Beste Option für das wichtige Schuhwerk sind sicherlich Turnschuhe oder besser noch Trailrunner mit wasserabweisender Schutzschicht im Innern, die wenigstens gegen leichte Regengüsse oder eine nasse Piste wappnet. Sie sollten etwa anderthalb bis zwei Nummern größer sein als von den normalen Straßenschuhen gewohnt. Die falsche Wahl sind dagegen sicherlich schwere, klobige Wanderstiefel - wie gesagt, es handelt sich um einen Sport und nicht um Wandern. Gute Wandersocken sind dagegen unerlässlich, denn es gibt unterwegs kaum ein größeres Problem als durchgescheuertes Sockengewebe. Entgegen der landläufigen Meinung sollten es daher relativ neue Socken sein, die man zudem frisch anzieht und nicht schon einige Tage zuvor getragen hat - der möglicherweise in Anspruch genommene Sanitäter wird’s danken. Trekking- oder Nordic-Walking-Stöcke werden von rund einem Drittel der Teilnehmer verwendet und helfen vor allem in profiliertem Gelände und bei schwierigen Wegbedingungen wie Matsch oder Schneeauflage. Für Distanzen jenseits der 60 km benötigt man zudem eine Stirnlampe für die Nacht.

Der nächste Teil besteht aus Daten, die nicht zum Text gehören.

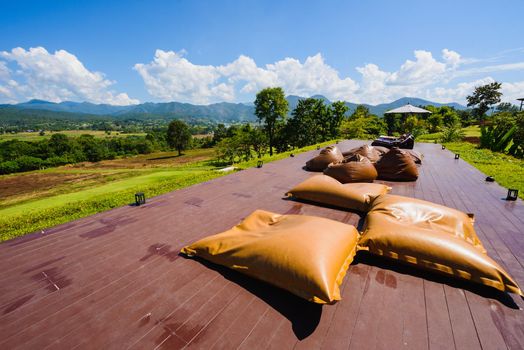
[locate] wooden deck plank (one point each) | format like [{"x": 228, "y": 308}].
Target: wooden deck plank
[{"x": 120, "y": 276}]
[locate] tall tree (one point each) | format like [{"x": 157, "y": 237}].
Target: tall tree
[
  {"x": 336, "y": 116},
  {"x": 271, "y": 108},
  {"x": 178, "y": 135},
  {"x": 483, "y": 98}
]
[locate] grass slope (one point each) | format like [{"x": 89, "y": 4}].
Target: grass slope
[
  {"x": 508, "y": 171},
  {"x": 42, "y": 211}
]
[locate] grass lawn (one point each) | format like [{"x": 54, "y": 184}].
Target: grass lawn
[
  {"x": 37, "y": 200},
  {"x": 508, "y": 171},
  {"x": 469, "y": 131},
  {"x": 35, "y": 136}
]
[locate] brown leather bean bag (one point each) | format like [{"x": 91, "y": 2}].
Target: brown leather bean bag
[
  {"x": 366, "y": 151},
  {"x": 306, "y": 255},
  {"x": 352, "y": 169},
  {"x": 416, "y": 156},
  {"x": 396, "y": 165},
  {"x": 330, "y": 154},
  {"x": 326, "y": 190},
  {"x": 381, "y": 149},
  {"x": 431, "y": 237}
]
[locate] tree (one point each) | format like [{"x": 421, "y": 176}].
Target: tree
[
  {"x": 178, "y": 135},
  {"x": 507, "y": 107},
  {"x": 483, "y": 98},
  {"x": 336, "y": 115},
  {"x": 302, "y": 129},
  {"x": 362, "y": 125},
  {"x": 271, "y": 108}
]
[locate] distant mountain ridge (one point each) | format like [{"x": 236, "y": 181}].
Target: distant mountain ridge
[{"x": 220, "y": 112}]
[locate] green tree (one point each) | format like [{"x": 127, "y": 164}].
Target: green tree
[
  {"x": 507, "y": 107},
  {"x": 483, "y": 98},
  {"x": 219, "y": 133},
  {"x": 302, "y": 128},
  {"x": 271, "y": 108},
  {"x": 178, "y": 135},
  {"x": 336, "y": 115},
  {"x": 362, "y": 125},
  {"x": 434, "y": 122},
  {"x": 415, "y": 126}
]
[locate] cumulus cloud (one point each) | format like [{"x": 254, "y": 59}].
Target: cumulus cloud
[
  {"x": 55, "y": 77},
  {"x": 170, "y": 76}
]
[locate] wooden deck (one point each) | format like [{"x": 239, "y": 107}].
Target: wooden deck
[{"x": 115, "y": 280}]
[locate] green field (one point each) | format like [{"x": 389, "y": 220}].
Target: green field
[
  {"x": 470, "y": 131},
  {"x": 508, "y": 171},
  {"x": 35, "y": 136},
  {"x": 37, "y": 200}
]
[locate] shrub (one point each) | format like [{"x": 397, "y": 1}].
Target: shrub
[
  {"x": 452, "y": 132},
  {"x": 9, "y": 167}
]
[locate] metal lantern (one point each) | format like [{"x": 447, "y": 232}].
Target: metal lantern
[
  {"x": 140, "y": 198},
  {"x": 512, "y": 194}
]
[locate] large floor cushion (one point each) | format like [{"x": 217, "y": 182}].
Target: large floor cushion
[
  {"x": 367, "y": 151},
  {"x": 415, "y": 155},
  {"x": 330, "y": 154},
  {"x": 326, "y": 190},
  {"x": 352, "y": 169},
  {"x": 306, "y": 255},
  {"x": 430, "y": 238},
  {"x": 396, "y": 165},
  {"x": 424, "y": 215}
]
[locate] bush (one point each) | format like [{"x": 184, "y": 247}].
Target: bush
[
  {"x": 9, "y": 167},
  {"x": 452, "y": 133},
  {"x": 27, "y": 163}
]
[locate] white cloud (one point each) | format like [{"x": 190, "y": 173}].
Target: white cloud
[
  {"x": 170, "y": 76},
  {"x": 425, "y": 70},
  {"x": 55, "y": 77},
  {"x": 512, "y": 91}
]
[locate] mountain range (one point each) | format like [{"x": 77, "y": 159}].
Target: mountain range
[{"x": 219, "y": 112}]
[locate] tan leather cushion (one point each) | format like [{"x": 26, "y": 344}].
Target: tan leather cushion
[
  {"x": 352, "y": 169},
  {"x": 327, "y": 190},
  {"x": 367, "y": 151},
  {"x": 381, "y": 149},
  {"x": 396, "y": 165},
  {"x": 330, "y": 154},
  {"x": 431, "y": 237},
  {"x": 306, "y": 255}
]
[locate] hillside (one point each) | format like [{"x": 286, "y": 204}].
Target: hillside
[{"x": 223, "y": 112}]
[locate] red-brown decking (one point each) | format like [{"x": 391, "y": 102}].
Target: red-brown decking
[{"x": 115, "y": 280}]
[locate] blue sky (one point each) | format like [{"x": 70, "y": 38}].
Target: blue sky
[{"x": 124, "y": 52}]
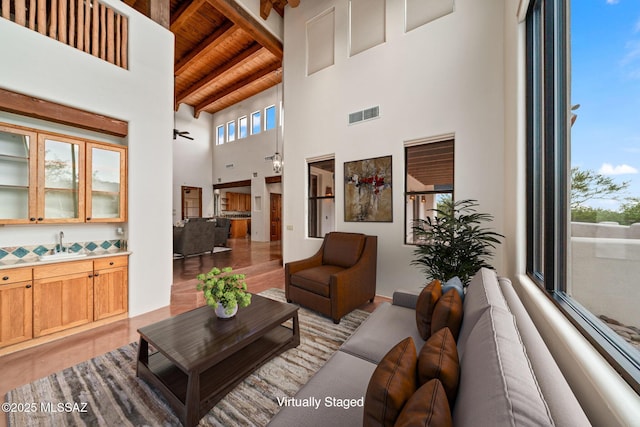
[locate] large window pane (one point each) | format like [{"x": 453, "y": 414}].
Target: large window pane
[{"x": 605, "y": 156}]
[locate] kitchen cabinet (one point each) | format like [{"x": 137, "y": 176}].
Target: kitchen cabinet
[
  {"x": 51, "y": 178},
  {"x": 16, "y": 302},
  {"x": 62, "y": 296},
  {"x": 110, "y": 287}
]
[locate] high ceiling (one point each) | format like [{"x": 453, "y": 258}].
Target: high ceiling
[{"x": 223, "y": 54}]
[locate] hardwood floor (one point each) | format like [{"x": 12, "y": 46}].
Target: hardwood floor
[{"x": 261, "y": 262}]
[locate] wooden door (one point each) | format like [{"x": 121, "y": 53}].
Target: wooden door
[
  {"x": 276, "y": 216},
  {"x": 110, "y": 292},
  {"x": 62, "y": 301},
  {"x": 16, "y": 302}
]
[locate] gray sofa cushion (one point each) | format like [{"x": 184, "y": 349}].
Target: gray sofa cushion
[
  {"x": 343, "y": 377},
  {"x": 385, "y": 327},
  {"x": 483, "y": 292},
  {"x": 497, "y": 384},
  {"x": 560, "y": 398}
]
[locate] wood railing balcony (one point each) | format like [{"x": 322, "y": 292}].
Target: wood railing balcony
[{"x": 87, "y": 25}]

Die Bekleidungswahl hängt vom persönlichen Kälteempfinden ab. In der Regel sind die Teilnehmer zu warm angezogen, was die Leistungsfähigkeit senkt. In den ersten 10 bis 20 Minuten nach Start darf man ruhig ein wenig frösteln bei Training oder Wettkampf. Beispiel des Autors: unterhalb –2°C drei dünne Langarmsportshirts übereinander und lange Laufhose, zwischen –2°C und +8°C Dreiviertellaufhose und zwei dünne Langarmshirts, ab 8°C bis 15°C kurze Laufhose und ein dünnes Langarmshirt und ab 15°C aufwärts kurze Montur. Empfehlenswert ist die Zwiebeltaktik, so dass man je nach Temperaturentwicklung über den Tag warmhaltende Kleidungsstücke umbinden oder im Rucksack verstauen kann.
Am Veranstaltungstag
100-km-Märsche beginnen in der Regel mittags oder am frühen Abend. Ein ausgiebiger Brunch oder ein vollwertiges Mittagsessen mit nachmittäglichem Snack sind daher empfehlenswert. Ansonsten unterscheidet sich wenig vom üblichen Training, das man üblicherweise morgens oder vormittags beginnt. Wichtig ist, unterwegs prophylaktisch zu trinken und zu essen, selbst wenn der Appetit eingeschränkt ist. Denn stellen sich Hunger oder Durst ein, ist der Leistungseinbruch in der Regel bereits geschehen.
Extrem wichtig ist die Wahl des richtigen Tempos. Vergleicht man Ergebnislisten mit Zwischenzeiten bei Volksmärschen, kann man erkennen, dass rund 95 % der Teilnehmer auf der ersten Hälfte des Marsches zu schnell unterwegs sind und auf der zweiten Hälfte mitunter Stunden verlieren. Deswegen, und wegen mangelnder Vorbereitung, schafft es bei 50-km-Märschen bis zu einem Drittel der Teilnehmer nicht ins Ziel, bei 100-km-Veranstaltungen bleiben in der Regel 50 bis 60 % der Angetretenen auf der Strecke.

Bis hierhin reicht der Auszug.